C. M. O. : La construction durable, tout comme la durabilité en général, est un concept en constante évolution. À ce titre, l’innovation est indissociable de ces changements. Pour atteindre une durabilité réelle, nous devons trouver des solutions capables de stimuler la croissance économique tout en préservant l’environnement et en tenant compte des impacts sociaux. Bien que nous ayons beaucoup progressé, nous n’avons pas encore atteint cet équilibre délicat. C’est pourquoi l’innovation reste essentielle. Les concepteurs et constructeurs ont toujours cherché à optimiser le temps et les ressources, ce qui est essentiel à la réussite d’une entreprise, mais, aujourd’hui, avec l’augmentation des catastrophes climatiques et leur impact accru sur les infrastructures, la décarbonation et la résilience deviennent des priorités. Ensemble, ces changements donnent un nouvel élan à l’innovation au profit de pratiques de construction plus durables.

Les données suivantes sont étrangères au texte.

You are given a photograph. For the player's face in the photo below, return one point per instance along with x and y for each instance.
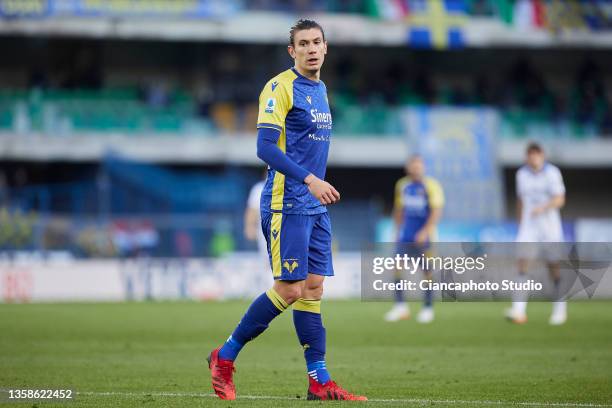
(415, 168)
(308, 50)
(535, 160)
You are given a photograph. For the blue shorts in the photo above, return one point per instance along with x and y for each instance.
(298, 244)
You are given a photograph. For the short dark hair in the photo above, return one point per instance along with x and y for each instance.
(304, 24)
(534, 147)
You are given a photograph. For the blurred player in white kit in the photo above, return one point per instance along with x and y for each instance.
(540, 196)
(252, 232)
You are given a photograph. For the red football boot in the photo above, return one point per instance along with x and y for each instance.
(222, 372)
(330, 391)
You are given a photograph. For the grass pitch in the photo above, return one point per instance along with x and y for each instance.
(153, 355)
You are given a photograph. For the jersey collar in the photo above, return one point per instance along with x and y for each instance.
(295, 71)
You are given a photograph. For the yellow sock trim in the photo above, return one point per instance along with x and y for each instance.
(277, 299)
(308, 305)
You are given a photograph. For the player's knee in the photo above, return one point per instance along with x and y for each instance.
(313, 291)
(290, 293)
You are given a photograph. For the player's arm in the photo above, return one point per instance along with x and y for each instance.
(251, 221)
(436, 203)
(556, 202)
(269, 152)
(398, 207)
(274, 105)
(557, 191)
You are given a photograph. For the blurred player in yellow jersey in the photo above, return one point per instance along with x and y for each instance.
(418, 204)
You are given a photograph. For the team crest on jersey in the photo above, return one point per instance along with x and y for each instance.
(270, 105)
(290, 264)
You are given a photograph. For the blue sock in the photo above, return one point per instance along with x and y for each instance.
(428, 301)
(257, 318)
(311, 333)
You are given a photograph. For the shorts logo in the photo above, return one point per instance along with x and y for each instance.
(270, 105)
(290, 264)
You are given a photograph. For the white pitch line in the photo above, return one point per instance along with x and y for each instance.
(394, 400)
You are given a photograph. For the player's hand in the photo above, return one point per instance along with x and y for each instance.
(421, 237)
(322, 190)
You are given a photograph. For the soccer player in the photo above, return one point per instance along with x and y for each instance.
(252, 230)
(294, 132)
(417, 209)
(540, 196)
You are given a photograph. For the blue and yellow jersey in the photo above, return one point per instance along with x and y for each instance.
(416, 200)
(298, 108)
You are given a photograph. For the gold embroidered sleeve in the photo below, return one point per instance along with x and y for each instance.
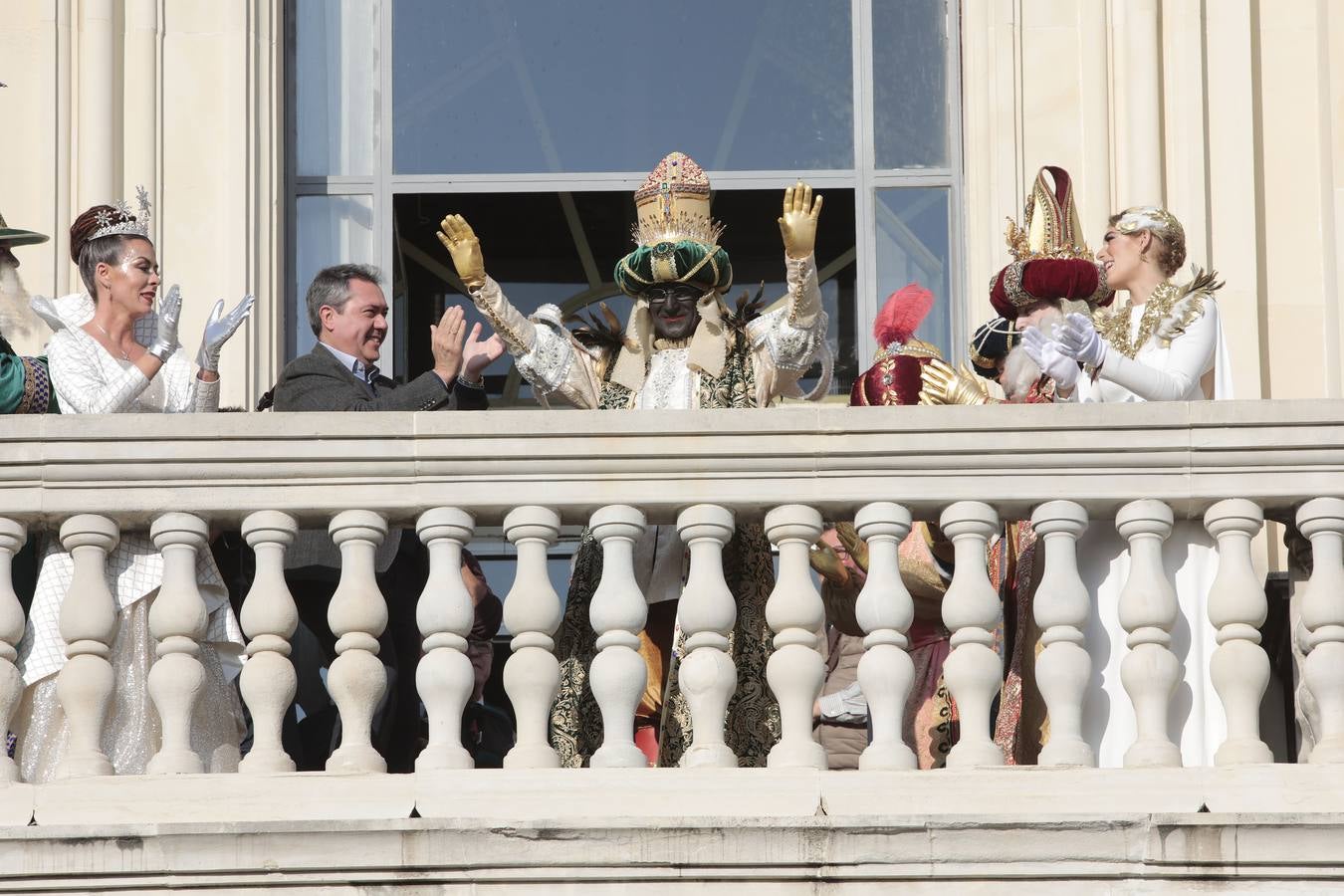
(549, 358)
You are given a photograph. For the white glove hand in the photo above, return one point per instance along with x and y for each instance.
(1050, 357)
(1081, 341)
(169, 311)
(218, 330)
(46, 310)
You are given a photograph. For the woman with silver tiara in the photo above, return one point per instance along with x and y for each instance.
(1164, 344)
(683, 348)
(114, 352)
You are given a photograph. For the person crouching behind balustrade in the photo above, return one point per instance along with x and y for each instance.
(925, 559)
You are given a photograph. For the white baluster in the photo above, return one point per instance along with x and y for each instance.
(177, 622)
(1236, 608)
(884, 611)
(356, 615)
(795, 614)
(1060, 608)
(533, 614)
(971, 610)
(269, 618)
(618, 610)
(12, 535)
(445, 612)
(707, 614)
(88, 626)
(1148, 611)
(1321, 520)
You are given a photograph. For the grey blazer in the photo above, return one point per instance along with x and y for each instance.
(318, 381)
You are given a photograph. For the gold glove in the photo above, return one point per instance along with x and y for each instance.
(798, 222)
(828, 563)
(461, 243)
(947, 385)
(856, 547)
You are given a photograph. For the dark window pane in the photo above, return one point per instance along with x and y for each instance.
(534, 251)
(614, 85)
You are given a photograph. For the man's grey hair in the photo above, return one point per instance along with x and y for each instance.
(331, 287)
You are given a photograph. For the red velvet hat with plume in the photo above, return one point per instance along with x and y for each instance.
(894, 376)
(1051, 260)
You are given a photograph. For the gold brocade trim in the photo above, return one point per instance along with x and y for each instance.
(1114, 326)
(499, 324)
(1012, 287)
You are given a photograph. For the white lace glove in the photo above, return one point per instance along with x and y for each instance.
(169, 311)
(218, 330)
(1081, 340)
(1050, 357)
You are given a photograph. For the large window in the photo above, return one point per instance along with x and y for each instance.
(537, 121)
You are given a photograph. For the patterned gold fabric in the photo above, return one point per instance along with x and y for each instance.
(753, 723)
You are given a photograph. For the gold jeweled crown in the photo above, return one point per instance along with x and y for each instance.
(674, 203)
(1050, 225)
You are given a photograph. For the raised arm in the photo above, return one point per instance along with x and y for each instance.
(546, 356)
(790, 337)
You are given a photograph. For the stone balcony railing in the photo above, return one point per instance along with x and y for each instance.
(446, 474)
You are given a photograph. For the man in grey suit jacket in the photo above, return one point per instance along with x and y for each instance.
(348, 315)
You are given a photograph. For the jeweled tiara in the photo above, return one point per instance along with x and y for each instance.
(121, 222)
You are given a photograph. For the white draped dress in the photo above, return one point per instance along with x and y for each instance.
(89, 380)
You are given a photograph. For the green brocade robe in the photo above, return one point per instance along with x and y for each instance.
(24, 383)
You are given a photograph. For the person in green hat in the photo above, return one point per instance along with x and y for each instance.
(682, 348)
(24, 384)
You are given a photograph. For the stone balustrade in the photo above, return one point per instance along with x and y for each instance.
(1137, 470)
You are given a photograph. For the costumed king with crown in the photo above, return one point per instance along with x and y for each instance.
(680, 349)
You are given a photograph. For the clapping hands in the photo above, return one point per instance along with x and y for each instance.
(1050, 357)
(1079, 340)
(219, 328)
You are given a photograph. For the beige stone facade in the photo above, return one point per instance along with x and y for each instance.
(1230, 112)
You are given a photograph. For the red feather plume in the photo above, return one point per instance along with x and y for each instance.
(902, 315)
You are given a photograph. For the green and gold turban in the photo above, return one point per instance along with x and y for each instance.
(684, 261)
(678, 241)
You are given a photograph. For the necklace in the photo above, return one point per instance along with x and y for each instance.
(1114, 328)
(121, 350)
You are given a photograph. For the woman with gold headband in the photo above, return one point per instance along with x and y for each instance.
(1164, 344)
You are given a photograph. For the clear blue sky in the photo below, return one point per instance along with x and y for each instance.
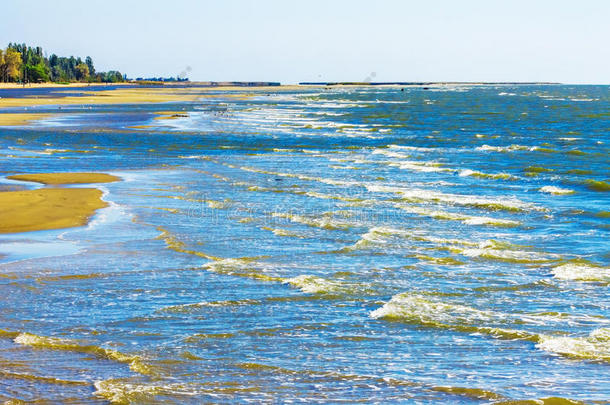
(330, 40)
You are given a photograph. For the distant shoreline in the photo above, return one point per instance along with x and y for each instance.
(277, 85)
(419, 84)
(58, 85)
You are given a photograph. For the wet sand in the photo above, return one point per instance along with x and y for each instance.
(11, 119)
(51, 208)
(65, 178)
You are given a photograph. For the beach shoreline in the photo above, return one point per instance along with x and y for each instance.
(51, 207)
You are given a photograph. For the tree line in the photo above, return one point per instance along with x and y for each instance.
(20, 63)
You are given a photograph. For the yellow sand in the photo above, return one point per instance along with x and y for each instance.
(122, 96)
(47, 208)
(20, 119)
(51, 208)
(46, 85)
(170, 115)
(65, 178)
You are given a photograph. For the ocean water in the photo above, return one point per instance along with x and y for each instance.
(447, 245)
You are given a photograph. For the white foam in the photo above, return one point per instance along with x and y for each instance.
(555, 190)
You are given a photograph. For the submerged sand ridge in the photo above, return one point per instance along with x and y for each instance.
(51, 208)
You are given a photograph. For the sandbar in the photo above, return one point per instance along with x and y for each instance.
(51, 207)
(48, 208)
(10, 119)
(65, 178)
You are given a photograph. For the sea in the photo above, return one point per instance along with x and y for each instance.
(446, 245)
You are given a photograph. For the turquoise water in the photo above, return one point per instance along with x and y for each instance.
(346, 245)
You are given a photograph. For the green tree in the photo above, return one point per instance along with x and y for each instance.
(10, 66)
(37, 73)
(82, 72)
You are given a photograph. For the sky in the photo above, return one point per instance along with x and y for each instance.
(331, 40)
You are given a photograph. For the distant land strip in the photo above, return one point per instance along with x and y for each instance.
(417, 83)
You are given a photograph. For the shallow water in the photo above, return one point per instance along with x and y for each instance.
(375, 245)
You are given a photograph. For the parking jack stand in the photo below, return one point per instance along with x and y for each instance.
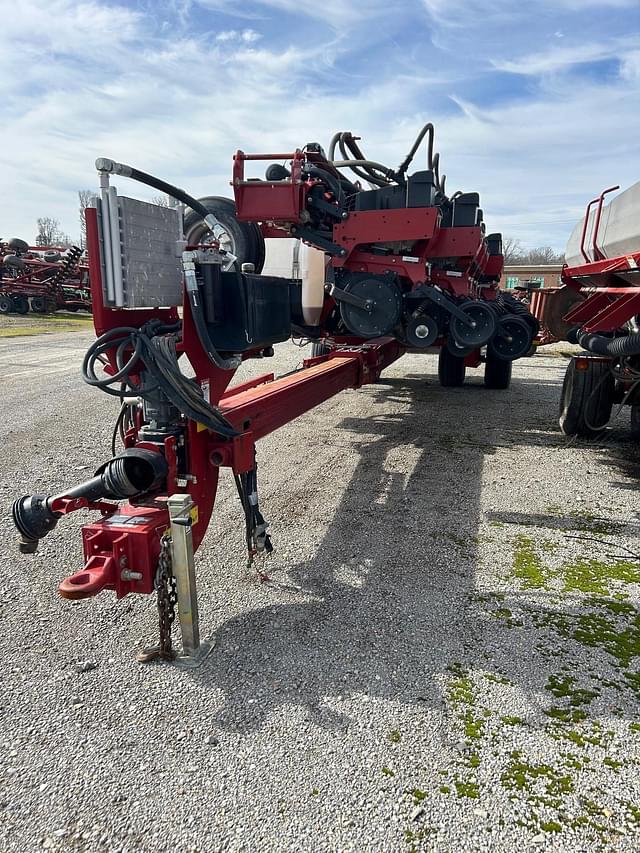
(180, 507)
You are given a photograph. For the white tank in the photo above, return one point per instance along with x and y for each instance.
(618, 231)
(290, 258)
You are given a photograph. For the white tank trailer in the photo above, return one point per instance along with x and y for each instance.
(618, 230)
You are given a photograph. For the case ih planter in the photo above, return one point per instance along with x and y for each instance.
(396, 265)
(42, 279)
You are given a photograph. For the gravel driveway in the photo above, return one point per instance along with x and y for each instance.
(445, 658)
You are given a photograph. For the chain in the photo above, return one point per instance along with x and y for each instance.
(165, 585)
(167, 598)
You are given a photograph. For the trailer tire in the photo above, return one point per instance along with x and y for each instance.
(451, 369)
(587, 399)
(243, 239)
(497, 372)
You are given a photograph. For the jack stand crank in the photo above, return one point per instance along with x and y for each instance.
(180, 506)
(183, 570)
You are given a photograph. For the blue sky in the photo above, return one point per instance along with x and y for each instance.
(536, 105)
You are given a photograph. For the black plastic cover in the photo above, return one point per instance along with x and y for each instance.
(419, 191)
(244, 311)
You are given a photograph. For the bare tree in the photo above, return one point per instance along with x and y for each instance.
(515, 254)
(85, 198)
(49, 233)
(543, 255)
(512, 250)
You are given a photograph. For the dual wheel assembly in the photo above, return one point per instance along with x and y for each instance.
(588, 396)
(452, 370)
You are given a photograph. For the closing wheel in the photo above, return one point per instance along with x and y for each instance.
(476, 335)
(587, 397)
(512, 339)
(451, 369)
(497, 372)
(242, 239)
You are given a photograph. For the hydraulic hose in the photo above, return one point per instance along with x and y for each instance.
(601, 345)
(428, 128)
(104, 164)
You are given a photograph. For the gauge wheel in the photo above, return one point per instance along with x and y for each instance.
(242, 239)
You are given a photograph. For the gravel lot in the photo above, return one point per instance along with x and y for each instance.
(445, 659)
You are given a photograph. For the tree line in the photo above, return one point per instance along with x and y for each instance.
(515, 254)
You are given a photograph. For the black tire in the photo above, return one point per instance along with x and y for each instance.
(587, 398)
(451, 369)
(319, 348)
(243, 239)
(635, 422)
(497, 372)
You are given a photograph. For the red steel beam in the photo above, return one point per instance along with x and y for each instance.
(266, 408)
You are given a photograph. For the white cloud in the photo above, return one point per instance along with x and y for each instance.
(247, 36)
(557, 58)
(334, 13)
(105, 80)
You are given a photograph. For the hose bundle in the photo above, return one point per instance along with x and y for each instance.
(153, 346)
(377, 174)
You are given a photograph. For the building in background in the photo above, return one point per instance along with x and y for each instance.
(531, 275)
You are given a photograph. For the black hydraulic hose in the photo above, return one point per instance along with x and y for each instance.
(601, 345)
(103, 164)
(348, 146)
(428, 128)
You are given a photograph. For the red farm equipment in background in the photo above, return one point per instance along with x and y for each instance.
(393, 265)
(598, 307)
(42, 279)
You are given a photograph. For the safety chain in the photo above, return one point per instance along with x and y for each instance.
(167, 598)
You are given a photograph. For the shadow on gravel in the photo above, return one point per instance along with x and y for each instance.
(394, 576)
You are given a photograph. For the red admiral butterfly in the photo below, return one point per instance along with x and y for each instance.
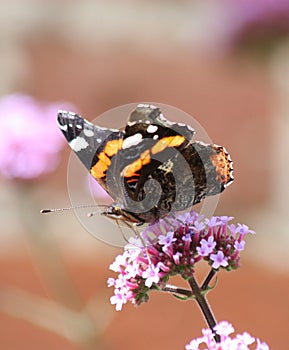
(152, 167)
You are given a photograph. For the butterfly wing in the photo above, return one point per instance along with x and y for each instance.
(149, 143)
(94, 145)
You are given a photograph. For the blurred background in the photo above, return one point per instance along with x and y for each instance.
(225, 63)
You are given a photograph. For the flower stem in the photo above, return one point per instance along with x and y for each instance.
(204, 305)
(208, 279)
(176, 290)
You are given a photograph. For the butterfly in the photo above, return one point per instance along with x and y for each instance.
(151, 168)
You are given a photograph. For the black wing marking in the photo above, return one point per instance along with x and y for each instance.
(150, 114)
(87, 140)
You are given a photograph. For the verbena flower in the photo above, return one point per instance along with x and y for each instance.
(29, 138)
(258, 25)
(173, 247)
(240, 342)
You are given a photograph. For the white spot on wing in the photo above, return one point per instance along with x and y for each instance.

R. P. : Innover pour la construction durable implique bien sûr de continuer à inventer de nouvelles solutions, comme des matériaux bas carbone ou plus résilients. Mais cela ne suffit pas. Sans déploiement à grande échelle, ces innovations n’ont pas assez d’impact. Prenons le secteur du logement : depuis près de 50 ans, Habitat for Humanity International se consacre à la construction de logements abordables dans le monde. Notre modèle reposait sur la construction de maisons avec les communautés et des bénévoles, mais nous avons réalisé, il y a une dizaine d’années, que cette approche ne suffisait pas à répondre aux besoins mondiaux. Selon l’ONU, 2,8 milliards de personnes n’ont toujours pas accès à un logement décent. Face à ce défi, et parce que nous pensons que l’innovation est essentielle pour le relever, Habitat for Humanity a créé le Terwilliger Center for Innovation in Shelter. Au Terwilliger Center, nous ne construisons pas directement et ne nous concentrons pas uniquement sur les nouveaux matériaux et designs. Nous visons plutôt à transformer les marchés pour mieux servir les communautés à faibles revenus. Le problème n’est pas tant le manque d’innovation que l’incapacité du marché à fournir des logements abordables à ceux qui en ont le plus besoin. Nous nous appuyons donc sur l’innovation pour faire évoluer le marché et créer des solutions évolutives.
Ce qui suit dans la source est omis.